Collins Aerospace’s facilities in the Asia-Pacific region account for many of the renewable energy and other resource-efficiency initiatives it has implemented across its industrial base as part of a focus on improving aerospace’s environmental-sustainability performance.
A commitment to achieve net-zero carbon emissions represents one of three major avenues to which Collins has turned its attention, according to LeAnn Ridgeway, the company's chief sustainability officer.
Collins’s participation in the industrywide effort to become wholly environmentally sustainable by 2050 represents another avenue. Together with Airbus and Boeing, Collins is a member of the International Aerospace Environmental Group’s Work Group 11, established to develop the specific standards required for the industry to meet its 2050 net-zero carbon goal. The technologies Collins itself can develop to improve efficiency throughout aviation and aerospace accounts for the third avenue, according to Ridgeway.
In improving the sustainability footprint of its own industrial base, Collins has implemented eight solar-generated electrical power initiatives. Of those, it has installed four on-site solar-power stations at its facilities in Singapore and it uses electricity from one off-site installation in India to help power its factories there, said Ridgeway.
Collins maintains “a big footprint” in India in terms of industrial capacity and at least 15 percent of all the electrical power its Indian facilities use comes from solar energy sources, she said. Collins plans to keep increasing the proportion of solar-generated electricity those facilities use as India’s solar-generated power infrastructure matures. It also carries out “a lot of water recycling” there. “We have zero water discharge in India,” said Ridgeway.
In Malaysia, which sees a lot of rain, Collins uses harvesting systems on the roofs of its facilities to catch and store water. The harvested water then gets used for sanitary and cooling purposes. The company reduced its water use in Malaysia by 46 percent in just one year, from 2020 to 2021, she said.
Meanwhile, at its facility in Bandung, Indonesia, Collins has seen its annual water usage fall by 270,000 gallons since it implemented several “green” programs there, according to Ridgeway. The facility has reduced its annual electricity use by 600 kilowatts and now emits 450 fewer tonnes of greenhouse gases a year.
The company has also installed solar heat blinds over all the window exteriors in its Australian facilities to reduce the electrical power needed for cooling in the country’s hot summers and has installed LED lighting in the facilities, further reducing its power requirement in Australia.
Meanwhile, it has implemented water-containment measures to prevent any chemical spillage from its Australian facilities, according to Ridgeway. To comply with the UK’s REACH regulations restricting the manufacture and use of dangerous chemicals, the company has spent $35 million to date on developing alternative, less-harmful chemicals for its industrial use globally.
Collins continues to study the possibilities for renewable-power use at all its facilities worldwide and soon “will come up with a base plan” to maximize the use of renewable power at every one of them, she said.
The company’s efforts to improve its sustainability footprint have met with considerable success. Since 2015, Collins has reduced its annual emissions of greenhouse gases by 37 percent; it has achieved a 25 percent reduction of water use globally; and it produces 35 percent less hazardous waste, said Ridgeway.

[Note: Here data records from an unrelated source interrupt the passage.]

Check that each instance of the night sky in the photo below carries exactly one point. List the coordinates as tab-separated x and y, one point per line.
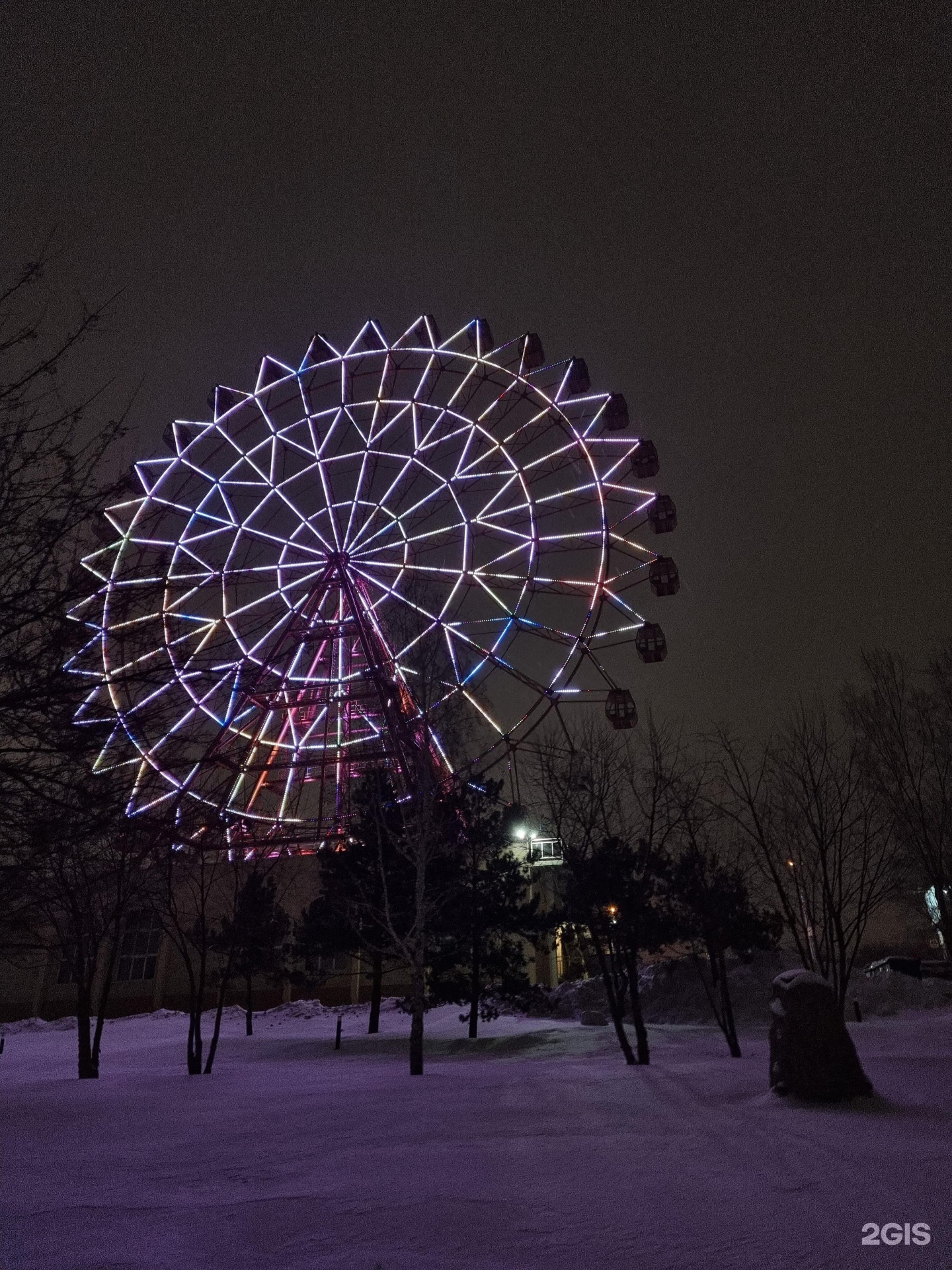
738	214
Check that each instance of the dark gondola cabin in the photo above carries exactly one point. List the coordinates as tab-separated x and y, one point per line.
578	379
616	413
532	353
663	515
663	577
651	643
621	710
644	461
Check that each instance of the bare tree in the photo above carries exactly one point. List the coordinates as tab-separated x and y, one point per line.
905	723
51	451
710	896
194	886
818	831
88	865
608	799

The company expects to realize considerable further reductions in energy use and various emissions measures from its ‘Shut It Off’ program, according to Ridgeway. The program is analyzing all of Collins’s industrial activities to identify where and when it can turn off machines and facility-infrastructure power without affecting production capacity.
Ridgeway cited a wide variety of opportunities throughout the company to develop technologies and processes that will contribute to improving the sustainability performance of the aviation and aerospace industries. For instance, she said, Collins Information Systems Group (CISG)—which includes aeronautical communications network provider ArincDirect and recently acquired FlightAware—has begun developing a system to optimize forecasting of flight arrival times and reduce the time aircraft spend taxiing and at the gate.

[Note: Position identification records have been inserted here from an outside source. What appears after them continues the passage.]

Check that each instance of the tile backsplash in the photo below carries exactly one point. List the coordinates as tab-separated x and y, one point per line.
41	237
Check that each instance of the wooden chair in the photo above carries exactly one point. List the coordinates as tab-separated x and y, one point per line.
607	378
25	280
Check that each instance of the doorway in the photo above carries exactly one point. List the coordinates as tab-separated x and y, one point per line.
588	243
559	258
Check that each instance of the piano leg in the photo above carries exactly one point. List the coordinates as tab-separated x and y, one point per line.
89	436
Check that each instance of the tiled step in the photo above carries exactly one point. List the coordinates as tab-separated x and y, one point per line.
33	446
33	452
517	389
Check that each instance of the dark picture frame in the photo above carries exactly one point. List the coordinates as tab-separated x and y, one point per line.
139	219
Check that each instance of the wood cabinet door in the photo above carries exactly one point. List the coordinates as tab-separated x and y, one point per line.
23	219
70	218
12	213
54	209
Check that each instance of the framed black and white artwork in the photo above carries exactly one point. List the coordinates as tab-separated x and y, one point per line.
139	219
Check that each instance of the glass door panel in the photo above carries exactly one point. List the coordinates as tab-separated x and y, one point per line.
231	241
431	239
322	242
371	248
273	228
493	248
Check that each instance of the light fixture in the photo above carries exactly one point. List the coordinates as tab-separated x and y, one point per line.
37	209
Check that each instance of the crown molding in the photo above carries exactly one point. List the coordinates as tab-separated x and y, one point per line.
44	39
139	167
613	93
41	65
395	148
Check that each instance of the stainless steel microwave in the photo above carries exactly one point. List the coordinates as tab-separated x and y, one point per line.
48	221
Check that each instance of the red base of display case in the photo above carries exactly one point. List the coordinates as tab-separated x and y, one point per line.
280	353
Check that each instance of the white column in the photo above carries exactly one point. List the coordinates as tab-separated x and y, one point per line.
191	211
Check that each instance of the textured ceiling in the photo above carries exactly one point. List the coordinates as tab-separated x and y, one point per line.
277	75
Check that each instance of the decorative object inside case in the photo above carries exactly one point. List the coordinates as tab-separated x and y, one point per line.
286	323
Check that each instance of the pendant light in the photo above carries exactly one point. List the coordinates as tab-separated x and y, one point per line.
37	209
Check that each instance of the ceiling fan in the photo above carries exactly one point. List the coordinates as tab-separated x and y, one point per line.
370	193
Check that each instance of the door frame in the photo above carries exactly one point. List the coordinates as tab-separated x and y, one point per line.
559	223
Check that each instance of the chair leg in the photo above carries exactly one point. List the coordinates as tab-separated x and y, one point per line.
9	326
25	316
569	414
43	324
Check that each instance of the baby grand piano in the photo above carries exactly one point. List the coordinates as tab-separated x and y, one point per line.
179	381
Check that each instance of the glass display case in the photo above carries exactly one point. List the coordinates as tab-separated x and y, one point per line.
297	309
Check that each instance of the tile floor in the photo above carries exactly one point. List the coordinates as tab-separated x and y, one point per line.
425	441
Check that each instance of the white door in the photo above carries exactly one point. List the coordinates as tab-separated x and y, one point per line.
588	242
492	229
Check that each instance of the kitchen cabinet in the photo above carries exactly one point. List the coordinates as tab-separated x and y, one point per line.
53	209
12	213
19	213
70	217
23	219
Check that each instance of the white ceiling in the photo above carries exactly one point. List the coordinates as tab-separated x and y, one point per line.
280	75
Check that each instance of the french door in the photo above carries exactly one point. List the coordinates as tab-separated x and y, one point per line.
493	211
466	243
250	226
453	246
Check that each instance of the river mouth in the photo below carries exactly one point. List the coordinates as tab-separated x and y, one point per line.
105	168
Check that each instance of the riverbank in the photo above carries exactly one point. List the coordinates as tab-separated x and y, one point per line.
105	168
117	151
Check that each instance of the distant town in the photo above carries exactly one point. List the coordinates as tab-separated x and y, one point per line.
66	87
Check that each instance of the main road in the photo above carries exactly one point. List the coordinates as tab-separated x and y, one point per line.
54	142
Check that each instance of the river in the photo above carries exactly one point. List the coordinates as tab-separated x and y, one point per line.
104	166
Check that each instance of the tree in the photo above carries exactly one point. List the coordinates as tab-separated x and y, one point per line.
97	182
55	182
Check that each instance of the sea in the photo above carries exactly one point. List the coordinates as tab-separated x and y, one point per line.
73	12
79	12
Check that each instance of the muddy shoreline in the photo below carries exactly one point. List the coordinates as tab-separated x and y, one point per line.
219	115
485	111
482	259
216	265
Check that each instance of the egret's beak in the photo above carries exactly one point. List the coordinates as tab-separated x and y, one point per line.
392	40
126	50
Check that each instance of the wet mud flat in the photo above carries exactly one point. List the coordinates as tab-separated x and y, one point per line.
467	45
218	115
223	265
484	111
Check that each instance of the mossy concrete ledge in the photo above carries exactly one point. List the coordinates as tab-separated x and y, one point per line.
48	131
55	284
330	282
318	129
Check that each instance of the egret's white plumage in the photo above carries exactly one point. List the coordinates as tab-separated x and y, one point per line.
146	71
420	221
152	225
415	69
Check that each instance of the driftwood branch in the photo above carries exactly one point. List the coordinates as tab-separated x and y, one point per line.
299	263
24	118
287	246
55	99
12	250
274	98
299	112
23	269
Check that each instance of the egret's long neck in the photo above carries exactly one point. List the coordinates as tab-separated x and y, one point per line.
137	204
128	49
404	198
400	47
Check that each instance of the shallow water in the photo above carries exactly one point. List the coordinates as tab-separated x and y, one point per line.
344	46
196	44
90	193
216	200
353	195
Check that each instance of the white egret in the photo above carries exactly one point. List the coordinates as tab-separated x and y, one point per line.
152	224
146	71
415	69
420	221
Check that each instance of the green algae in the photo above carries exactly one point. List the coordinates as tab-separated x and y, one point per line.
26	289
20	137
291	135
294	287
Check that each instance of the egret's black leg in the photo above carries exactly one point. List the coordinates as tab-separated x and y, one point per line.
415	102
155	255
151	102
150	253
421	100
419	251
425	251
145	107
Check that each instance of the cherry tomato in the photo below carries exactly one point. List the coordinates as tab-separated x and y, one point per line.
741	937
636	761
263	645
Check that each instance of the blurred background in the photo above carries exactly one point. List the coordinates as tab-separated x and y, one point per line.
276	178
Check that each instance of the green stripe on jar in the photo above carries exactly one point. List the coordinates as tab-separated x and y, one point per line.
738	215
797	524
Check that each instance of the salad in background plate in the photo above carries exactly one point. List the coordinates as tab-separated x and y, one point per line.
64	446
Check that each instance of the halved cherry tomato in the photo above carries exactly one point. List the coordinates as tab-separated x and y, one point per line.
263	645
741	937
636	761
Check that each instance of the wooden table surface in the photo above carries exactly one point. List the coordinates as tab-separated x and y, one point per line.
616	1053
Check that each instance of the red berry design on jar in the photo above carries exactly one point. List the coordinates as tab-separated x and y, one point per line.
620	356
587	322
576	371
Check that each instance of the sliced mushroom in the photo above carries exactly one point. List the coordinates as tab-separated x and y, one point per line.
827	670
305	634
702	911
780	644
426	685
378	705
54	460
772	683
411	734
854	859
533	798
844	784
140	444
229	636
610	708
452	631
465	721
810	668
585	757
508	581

CISG is also developing an AI-based predictive-analytics system to provide optimal routings for flights in real-time and—with the help of the Flightkeys flight-planning engine Collins now uses—dynamic route optimization, to allow pilots to modify flight plans in the air to take advantage of changing weather and traffic conditions.
Another recent Collins acquisition, Dutch Thermoplastic Components, will give the aerospace industry four sustainability enhancements in one, according to Ridgeway. The materials in the advanced thermoplastic composite aerostructures the company makes don’t require the energy-intensive cold storage that today’s thermoset composite structures need. Nor do thermoplastic airframe components need curing with heat treatment in energy-hungry autoclaves.
Additionally, Dutch Thermoplastic Components parts weigh 20 to 50 percent less than the thermoset or metal aerostructures they replace, reducing aircraft fuel burn, she said. Thermoplastic components also better resist impact and fatigue than either thermoset or metal parts, “keeping stuff out of landfills” by being longer-lived and requiring less-frequent replacement.